Jorge Sampaio foi distinguido pela ONU

Um comité de selecção das Nações Unidas decidiu atribuir ao antigo Presidente Jorge Sampaio e à médica namibiana Helena Ndume o The 2015 United Nations Nelson Rolihlahla Mandela Prize, um prémio atribuído pela Assembleia Geral da ONU apenas de cinco em cinco anos para distinguir duas personalidades, uma masculina e outra feminina de diferentes continentes, que "dedicaram as suas vidas ao serviço da Humanidade, promovendo as finalidades e os princípios das Nações Unidas". O prémio foi estabelecido em 2014 e foi atribuído este ano pela primeira vez.
A vida política de Jorge Sampaio é exemplar, desde os seus tempos de dirigente estudantil em que lutou contra a ditadura do Estado Novo, até aos seus tempos pós-presidenciais em que foi designado como o Alto Representante da ONU para a Aliança entre Civilizações, por nomeação directa do Secretário-geral da ONU. Entre essas duas balizas da sua vida política, Jorge Sampaio foi Presidente da Câmara Municipal de Lisboa e Presidente da República, tendo apoiado muitas causas de grande relevância internacional como a independência de Timor-Leste e, mais recentemente, a chamada Plataforma Global de Assistência Académica de Emergência a Estudantes Sírios.
É, naturalmente, uma distinção de grande prestígio para Jorge Sampaio e para o nosso país que muito nos devia orgulhar, mas os nossos jornais e as nossas televisões quase não falaram neste assunto. A notícia não mereceu uma primeira página de jornal, nem tão pouco uma abertura de telejornal. Uma tristeza!
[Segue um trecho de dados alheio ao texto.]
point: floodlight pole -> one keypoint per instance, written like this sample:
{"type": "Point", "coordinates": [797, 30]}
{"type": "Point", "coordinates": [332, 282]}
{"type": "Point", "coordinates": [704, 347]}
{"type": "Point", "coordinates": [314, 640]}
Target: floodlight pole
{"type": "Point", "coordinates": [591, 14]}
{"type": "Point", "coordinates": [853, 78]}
Um exemplo da mediocridade e do sectarismo que tomou conta da comunicação social portuguesa.
Homens como este são raros e deviam ser mostrados à sociedade como um exemplo, num tempo em que faltam referenciais de altruísmo, de generosidade e de ética no serviço público. E fico-me por aqui...
 

sexta-feira, 26 de junho de 2015

Os filhos e os enteados do luso-desporto

Está a decorrer em Baku, no Azerbaijão, a primeira edição dos Jogos Europeus, uma competição desportiva que se disputa de 12 a 28 de Junho e que se destina a atletas europeus. O evento reproduz os Jogos Olímpicos a uma escala europeia e nele estão presentes cerca de seis mil atletas que representam cinquenta Comités Olímpicos que competem em vinte modalidades. Como se tem visto pela televisão, a organização tem sido muito eficiente e muito profissional, o que contribui para a promoção deste país do Cáucaso, cuja principal riqueza é... o petróleo.
Até ao momento, os atletas portugueses conquistaram 9 medalhas, das quais três de ouro, o que posiciona o nosso país no 16º lugar no ranking das medalhas. É um resultado muito satisfatório, até porque a nossa tradição desportiva nas chamadas modalidades olímpicas é pouco competitiva. A última dessas medalhas foi obtida pela judoca Telma Monteiro, que ganhou a sua prova de -57 Kg e que, dessa forma, se tornou pentacampeã europeia de judo.
Antes desta vitória de Telma Monteiro, os portugueses já tinham ganho 2 medalhas de ouro no ténis de mesa e no taekwondo, 4 medalhas de prata no tiro, no triatlo e na canoagem e 2 medalhas de cobre no taekwondo e nos saltos de trampolim. A comunicação social portuguesa noticiou estes resultados mas não lhes deu qualquer destaque, pelo que os atletas que eram desconhecidos do público continuaram a ser desconhecidos, até porque os jornais desportivos se interessam apenas por treinadores e jogadores de futebol. Inversamente, os jornais portugueses de referência destacaram hoje a vitória de Telma Monteiro, talvez por ter boa notoriedade desportiva, ou por ser "atleta de alta competição", ou por ser do Benfica ou porque beneficia dos favores do jornalismo. Acho bem, mas pergunto porque não fizeram isso ao Rui Bragança, ao João Geraldo, ao Marcos Freitas e ao Tiago Apolónia que também ganharam ouro? E ao Fernando Pimenta, ao João Silva e ao João Costa que conquistaram medalhas de prata? E à Beatriz Martins, à Ana Rente e ao Júlio Ferreira que trouxeram medalhas de cobre? É que, até no desporto, uns são filhos e outros são enteados, isto é, os nossos jornais e os nossos jornalistas estão quase sempre ao lado dos mais poderosos, dos mais fortes, dos mais conhecidos e dos mais populares.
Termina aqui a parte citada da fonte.